As at period end, the balance owed to directors for their services are as
follows:
· Paul Griffiths - £72,448 (2022: £9,583)
· Lonny Baumgardner - £115,652 (2022: £9,583)
· Alistair Jury - £1,888 (£3,333)
· Carl Kindinger - £8,683 (£nil)
Transactions with key management personnel
Key management of the Group are the board of directors. Key management
personnel remuneration includes the following expenses:
30.06.2023 30.06.2022 31.12.2022
(unaudited) (unaudited) (audited)
£ £ £
Executive and non-executive directors including bonuses 360,104 243,529 522,051
Share option scheme 1,444,228 131,297 1,234,880
1,804,332 374,826 1,756,931
The average number of personnel (including directors) during the period was:
Management - (Executive Directors) 2 2 2
Non-management - (Non-executive Directors) 2 2 2
4 4 4
Four Directors at the end of the period have share options receivable under
long term incentive schemes. The highest paid Director received an amount of
£173,152 (2022: £107,350). The Group does not have employees. All personnel
are engaged as service providers.
During the period, there were also various loans with Executive directors, of
which more information can be found on note 9.
15 Subsequent events
· On the 11 July 2023 the Company announced that the
MOU-4 had been drilled to 1199 metres.

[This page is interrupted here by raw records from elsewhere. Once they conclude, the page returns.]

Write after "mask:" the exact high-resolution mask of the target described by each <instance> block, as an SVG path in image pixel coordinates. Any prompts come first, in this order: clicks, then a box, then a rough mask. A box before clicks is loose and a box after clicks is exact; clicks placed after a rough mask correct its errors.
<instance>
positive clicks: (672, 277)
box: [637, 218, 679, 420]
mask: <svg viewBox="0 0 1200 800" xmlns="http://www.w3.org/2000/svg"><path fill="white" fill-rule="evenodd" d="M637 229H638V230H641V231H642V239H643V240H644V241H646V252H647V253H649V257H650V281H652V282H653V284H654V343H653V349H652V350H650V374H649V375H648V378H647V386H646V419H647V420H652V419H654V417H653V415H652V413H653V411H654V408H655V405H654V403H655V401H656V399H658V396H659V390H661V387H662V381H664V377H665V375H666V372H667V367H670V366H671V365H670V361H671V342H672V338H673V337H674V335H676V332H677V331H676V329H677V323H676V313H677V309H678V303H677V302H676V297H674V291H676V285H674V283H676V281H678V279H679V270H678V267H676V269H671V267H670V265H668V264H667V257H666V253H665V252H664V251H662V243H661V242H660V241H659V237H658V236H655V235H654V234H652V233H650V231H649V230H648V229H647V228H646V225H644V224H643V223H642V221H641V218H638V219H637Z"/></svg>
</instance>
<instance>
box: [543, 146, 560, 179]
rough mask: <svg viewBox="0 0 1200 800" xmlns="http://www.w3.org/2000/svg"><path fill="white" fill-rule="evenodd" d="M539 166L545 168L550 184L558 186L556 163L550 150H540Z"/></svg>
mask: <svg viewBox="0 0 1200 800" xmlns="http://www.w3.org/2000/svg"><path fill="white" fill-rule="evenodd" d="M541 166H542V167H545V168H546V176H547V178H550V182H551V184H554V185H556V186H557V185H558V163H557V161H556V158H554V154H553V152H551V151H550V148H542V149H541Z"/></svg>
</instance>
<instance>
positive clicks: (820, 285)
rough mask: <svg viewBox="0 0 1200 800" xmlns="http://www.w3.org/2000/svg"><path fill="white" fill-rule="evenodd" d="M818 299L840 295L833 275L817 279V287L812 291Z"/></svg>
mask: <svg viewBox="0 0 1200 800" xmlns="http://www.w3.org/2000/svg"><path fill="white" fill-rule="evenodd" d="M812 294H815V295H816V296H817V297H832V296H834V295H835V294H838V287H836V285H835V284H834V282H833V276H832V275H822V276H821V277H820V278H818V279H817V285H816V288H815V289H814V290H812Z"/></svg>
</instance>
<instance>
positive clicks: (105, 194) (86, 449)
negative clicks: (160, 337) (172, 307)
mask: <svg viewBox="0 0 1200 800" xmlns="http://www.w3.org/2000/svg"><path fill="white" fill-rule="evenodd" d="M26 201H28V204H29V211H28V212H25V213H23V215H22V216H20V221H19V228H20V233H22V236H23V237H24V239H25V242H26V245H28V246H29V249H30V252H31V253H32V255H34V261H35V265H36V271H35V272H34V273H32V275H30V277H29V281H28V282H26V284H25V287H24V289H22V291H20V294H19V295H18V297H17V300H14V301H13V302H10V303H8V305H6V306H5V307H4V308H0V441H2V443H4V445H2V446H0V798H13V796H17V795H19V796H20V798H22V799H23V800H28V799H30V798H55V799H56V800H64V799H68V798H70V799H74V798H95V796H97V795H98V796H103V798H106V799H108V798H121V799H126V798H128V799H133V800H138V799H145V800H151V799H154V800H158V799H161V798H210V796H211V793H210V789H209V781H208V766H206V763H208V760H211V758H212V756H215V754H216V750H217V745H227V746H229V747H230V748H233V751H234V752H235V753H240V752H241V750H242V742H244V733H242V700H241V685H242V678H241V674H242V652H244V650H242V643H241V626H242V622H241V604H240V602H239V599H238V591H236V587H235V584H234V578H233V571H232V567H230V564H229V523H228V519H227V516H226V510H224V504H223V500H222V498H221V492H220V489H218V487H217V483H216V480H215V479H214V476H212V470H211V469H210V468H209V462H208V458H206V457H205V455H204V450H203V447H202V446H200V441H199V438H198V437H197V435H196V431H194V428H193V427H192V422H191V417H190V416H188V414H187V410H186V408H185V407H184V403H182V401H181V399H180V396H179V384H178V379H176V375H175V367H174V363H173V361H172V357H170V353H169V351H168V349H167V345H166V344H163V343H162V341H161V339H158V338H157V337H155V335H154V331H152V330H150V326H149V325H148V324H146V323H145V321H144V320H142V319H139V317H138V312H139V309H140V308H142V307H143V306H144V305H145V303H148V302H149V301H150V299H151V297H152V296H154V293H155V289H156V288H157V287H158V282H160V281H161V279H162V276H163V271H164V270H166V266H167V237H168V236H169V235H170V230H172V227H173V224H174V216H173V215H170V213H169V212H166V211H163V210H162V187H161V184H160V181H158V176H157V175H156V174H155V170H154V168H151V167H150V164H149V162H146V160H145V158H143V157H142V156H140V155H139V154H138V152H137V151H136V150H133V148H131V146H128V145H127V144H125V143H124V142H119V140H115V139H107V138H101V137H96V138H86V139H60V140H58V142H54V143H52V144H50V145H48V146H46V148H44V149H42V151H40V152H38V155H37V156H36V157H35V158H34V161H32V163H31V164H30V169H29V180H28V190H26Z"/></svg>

The edge of the Jurassic structure had
been penetrated and the well had been completed for rigless testing.
· On the 13 July 2023 the Company announced that the
NuTech petrophysical interpretation of the MOU-4 well had highlighted a number
of intervals for rigless testing.
· On the 1 August 2023 the Company announced that the
placing announced on 31 July 2023 had been over-subscribed and had raised
gross proceeds of £10 million through the issue of 90,909,090 new ordinary
shares at £0.11.
In connection with the placing 8,318,181 broker warrants were issued at an
exercise price of £0.011.
· On 10 August 2023 the Company published a Secondary
Prospectus (project "Allosaurus") including a Competent Persons Report by
Tracs International Limited.
· On the 30 August 2023 the Company announced an
operations update including the extension of the Cory Moruga long-stop date
from 31 August 2023 to 30 November 2023 to facilitate completion of the Cory
Moruga transaction.
16 Ultimate controlling party
In the opinion of the Directors there is no ultimate controlling party as no
one individual is deemed to satisfy this definition.